Unfortunately, I’ve been hearing the same scenario frequently from some potential clients who are requesting estimates for web design work.
We just had our web site redesigned recently, but we hate it! Can you help us redesign and redevelop it?
With prospects like this, we usually set up a time to talk and walk through their current site. We look at what they like (if anything) and what’s not working. These are some of the typical things we see:
- The design is just not working. These issues usually come back to the basics of good design. Making the most important things most prominent. Good, readable typography. Layouts that show balance. Color palettes that work together. Not using cheesy clipart or poor photography.
- The web site is not user-friendly. Sometimes the navigation is difficult to use (example: roll-overs that are twitchy). Or, the content is not organized well so it is difficult to find. Or, the names used in the navigation are not clear what content they refer to.
- The web site is supposed to have a Content Management System (CMS) but the client can’t figure out how to use it. The problem here can be caused by poor training, or poor expectations about what and how you should be able to update content. Or it may be that the developer chose a CMS that is not very user-friendly.
- They are not seeing the results they expected. Web traffic may not be increasing, or viewers are giving them feedback that they cannot find the information they need.
I have a poorly designed site, what should I do?
As I review the site with the prospective client, the conversation often then goes like this:
“We just spent $5,000 on this site, can you use any of it? Because we can’t afford to re do it.”
Unfortunately, they are often stuck because there are so many problems with their web site that we can’t really salvage much. The design is poor, so we’ll need to start over again. Which means we can’t use the HTML or CSS code as we’ll be redeveloping that in conjunction with the new design. And, they don’t like their CMS so we’ll probably be introducing a new one, which means we’ll need to move all their data to a new system.
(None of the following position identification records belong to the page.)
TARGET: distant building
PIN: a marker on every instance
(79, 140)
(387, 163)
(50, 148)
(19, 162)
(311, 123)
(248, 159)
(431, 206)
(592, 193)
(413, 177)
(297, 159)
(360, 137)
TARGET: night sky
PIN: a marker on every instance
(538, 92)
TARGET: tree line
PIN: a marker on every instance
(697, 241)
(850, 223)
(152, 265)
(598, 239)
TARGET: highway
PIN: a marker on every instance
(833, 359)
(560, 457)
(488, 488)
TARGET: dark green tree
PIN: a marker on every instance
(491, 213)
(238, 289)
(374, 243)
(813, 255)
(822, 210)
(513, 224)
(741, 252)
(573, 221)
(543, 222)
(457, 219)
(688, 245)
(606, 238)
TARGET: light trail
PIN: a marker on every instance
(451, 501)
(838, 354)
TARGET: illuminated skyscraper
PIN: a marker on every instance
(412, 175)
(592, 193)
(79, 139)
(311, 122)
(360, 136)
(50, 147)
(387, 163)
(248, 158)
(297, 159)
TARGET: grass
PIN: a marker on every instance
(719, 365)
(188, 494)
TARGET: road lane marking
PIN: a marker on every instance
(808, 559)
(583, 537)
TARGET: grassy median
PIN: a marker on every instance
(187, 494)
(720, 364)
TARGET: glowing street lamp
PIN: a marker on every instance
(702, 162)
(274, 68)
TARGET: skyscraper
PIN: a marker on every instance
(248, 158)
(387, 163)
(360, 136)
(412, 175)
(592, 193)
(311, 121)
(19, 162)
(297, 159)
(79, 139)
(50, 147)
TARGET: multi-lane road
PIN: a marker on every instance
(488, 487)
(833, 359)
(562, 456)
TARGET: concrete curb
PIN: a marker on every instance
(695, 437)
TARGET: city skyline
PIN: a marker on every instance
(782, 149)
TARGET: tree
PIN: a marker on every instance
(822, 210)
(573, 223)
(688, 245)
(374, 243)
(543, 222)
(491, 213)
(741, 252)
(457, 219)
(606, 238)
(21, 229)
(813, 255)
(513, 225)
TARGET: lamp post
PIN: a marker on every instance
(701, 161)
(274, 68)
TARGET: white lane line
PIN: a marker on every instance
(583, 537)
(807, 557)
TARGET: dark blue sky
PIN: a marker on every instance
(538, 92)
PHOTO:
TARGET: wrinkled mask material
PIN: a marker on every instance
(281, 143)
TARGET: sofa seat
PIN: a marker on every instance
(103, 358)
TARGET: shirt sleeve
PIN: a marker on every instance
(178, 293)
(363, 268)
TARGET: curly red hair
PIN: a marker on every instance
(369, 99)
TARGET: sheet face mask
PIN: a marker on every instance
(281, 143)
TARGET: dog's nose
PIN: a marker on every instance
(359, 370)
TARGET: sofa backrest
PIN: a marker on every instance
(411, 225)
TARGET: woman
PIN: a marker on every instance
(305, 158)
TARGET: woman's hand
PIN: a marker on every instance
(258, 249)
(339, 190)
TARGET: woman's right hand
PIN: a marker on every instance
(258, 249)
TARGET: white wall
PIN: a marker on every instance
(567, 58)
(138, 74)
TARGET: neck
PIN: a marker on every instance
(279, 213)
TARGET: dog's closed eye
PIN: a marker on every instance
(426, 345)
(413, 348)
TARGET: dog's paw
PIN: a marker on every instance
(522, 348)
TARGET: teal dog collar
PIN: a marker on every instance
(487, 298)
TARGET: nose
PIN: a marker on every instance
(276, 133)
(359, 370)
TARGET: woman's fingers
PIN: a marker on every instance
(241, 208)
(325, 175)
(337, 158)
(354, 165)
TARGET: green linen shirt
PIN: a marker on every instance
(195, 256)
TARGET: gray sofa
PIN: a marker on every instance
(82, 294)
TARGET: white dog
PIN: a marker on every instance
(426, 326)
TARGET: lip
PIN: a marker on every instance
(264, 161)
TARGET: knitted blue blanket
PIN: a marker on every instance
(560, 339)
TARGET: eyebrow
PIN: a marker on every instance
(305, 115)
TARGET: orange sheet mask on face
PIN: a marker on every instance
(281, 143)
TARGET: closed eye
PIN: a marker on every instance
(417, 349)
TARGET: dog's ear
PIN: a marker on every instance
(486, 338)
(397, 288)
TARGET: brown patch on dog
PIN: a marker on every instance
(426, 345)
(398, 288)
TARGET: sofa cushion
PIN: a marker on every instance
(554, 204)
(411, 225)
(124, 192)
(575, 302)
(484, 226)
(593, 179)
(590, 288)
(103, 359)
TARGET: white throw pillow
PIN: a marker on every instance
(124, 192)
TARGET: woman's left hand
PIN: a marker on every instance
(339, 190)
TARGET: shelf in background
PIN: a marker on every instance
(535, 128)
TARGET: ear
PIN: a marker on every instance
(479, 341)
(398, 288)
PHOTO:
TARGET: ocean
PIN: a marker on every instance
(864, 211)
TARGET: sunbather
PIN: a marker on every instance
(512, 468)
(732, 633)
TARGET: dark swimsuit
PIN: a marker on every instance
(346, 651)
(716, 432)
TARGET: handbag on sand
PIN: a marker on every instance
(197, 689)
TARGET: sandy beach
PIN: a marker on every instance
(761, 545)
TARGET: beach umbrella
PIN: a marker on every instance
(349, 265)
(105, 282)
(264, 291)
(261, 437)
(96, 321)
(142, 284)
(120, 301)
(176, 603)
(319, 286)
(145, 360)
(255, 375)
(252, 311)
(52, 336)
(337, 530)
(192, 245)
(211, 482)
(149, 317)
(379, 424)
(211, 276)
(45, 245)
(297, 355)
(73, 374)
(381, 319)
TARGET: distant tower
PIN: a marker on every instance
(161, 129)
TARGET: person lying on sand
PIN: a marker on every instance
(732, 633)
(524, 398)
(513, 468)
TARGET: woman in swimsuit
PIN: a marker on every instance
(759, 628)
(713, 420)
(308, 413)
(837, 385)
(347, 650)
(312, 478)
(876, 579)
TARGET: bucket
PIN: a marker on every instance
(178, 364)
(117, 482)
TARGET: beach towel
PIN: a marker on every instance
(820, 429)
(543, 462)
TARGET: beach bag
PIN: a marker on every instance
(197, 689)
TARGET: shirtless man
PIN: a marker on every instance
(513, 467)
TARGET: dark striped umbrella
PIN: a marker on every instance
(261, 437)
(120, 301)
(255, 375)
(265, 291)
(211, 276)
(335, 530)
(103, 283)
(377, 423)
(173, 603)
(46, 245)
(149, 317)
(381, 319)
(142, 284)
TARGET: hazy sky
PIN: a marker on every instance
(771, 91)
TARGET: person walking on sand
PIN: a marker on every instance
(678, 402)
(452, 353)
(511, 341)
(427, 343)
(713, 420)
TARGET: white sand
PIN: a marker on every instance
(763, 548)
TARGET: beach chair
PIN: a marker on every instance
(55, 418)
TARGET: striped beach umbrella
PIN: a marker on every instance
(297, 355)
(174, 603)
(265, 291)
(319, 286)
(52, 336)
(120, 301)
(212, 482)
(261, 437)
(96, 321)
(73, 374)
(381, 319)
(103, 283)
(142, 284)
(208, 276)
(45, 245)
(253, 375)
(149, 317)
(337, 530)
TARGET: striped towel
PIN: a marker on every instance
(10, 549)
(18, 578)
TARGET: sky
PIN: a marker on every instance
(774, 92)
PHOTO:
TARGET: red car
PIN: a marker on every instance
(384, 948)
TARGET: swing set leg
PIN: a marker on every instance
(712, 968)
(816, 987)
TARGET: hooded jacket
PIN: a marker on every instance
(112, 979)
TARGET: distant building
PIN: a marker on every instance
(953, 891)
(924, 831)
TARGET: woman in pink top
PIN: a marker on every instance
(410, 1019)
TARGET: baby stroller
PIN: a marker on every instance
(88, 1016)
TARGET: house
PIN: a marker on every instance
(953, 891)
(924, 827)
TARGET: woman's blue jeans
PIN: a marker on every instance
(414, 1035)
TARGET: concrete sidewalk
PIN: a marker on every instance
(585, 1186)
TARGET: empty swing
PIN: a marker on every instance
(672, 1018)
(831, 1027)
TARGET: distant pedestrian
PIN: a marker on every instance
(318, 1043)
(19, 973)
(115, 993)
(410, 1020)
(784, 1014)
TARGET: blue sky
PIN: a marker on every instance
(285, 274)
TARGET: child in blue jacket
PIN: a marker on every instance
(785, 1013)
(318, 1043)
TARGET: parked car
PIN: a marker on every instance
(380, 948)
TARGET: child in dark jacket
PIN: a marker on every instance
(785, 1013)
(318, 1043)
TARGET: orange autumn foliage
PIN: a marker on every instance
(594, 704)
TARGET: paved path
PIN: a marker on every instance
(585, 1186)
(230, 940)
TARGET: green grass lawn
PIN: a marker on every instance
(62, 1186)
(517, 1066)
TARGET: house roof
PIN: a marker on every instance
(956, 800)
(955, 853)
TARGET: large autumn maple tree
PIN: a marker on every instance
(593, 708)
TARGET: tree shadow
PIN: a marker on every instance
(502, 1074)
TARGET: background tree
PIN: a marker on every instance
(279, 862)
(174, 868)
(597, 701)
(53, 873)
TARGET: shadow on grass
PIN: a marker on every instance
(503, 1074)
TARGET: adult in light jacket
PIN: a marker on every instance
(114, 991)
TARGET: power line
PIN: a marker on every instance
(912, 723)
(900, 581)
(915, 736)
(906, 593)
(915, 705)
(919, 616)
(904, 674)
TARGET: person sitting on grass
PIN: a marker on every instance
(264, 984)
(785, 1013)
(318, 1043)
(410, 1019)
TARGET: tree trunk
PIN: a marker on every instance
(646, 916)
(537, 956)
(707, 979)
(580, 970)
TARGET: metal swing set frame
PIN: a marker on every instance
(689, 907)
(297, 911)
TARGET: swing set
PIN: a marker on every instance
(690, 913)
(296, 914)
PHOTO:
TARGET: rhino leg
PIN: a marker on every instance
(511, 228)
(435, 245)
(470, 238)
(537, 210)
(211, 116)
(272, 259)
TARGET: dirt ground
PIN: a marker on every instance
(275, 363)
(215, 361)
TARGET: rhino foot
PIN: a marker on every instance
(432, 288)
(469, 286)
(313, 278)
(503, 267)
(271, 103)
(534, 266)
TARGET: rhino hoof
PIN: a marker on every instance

Since they’re not getting the results they want, we need to look even deeper. They often need a copywriter to make the text clearer or more compelling. They may be relying on product photography that is unprofessional and needs to be re-shot. They may need to rewrite headlines and page titles to make them more SEO-friendly.
The harsh reality: You just wasted a whole lot of money.
What we are often finding is that they need a $10,000 web site solution. And they already wasted $5,000 on a version that is worthless.
It’s usually a case where they didn’t fully understand their own web site needs. Or, they tried to cut corners by using a web design firm that could not handle all the tasks that go into a comprehensive web site design: good design, content review, user interface creation, content management recommendations and implementation, etc.
What to do?
I wish I had better solutions to offer.
Sticking with the same CMS system, and receiving training on how to use it, will definitely make redesign process more cost effective. Sometimes we take that route (but it has to be a CMS platform we understand).
Other times, we plan a complete web site redesign and redevelopment, but we do it in a phased approach. We streamline and reduce content and functionality for the initial launch and then build it back in as the client can afford it. It is far better to have a smaller but more professional and more effective web site.
Sometimes we have to just put the project on hold until they can afford the whole package.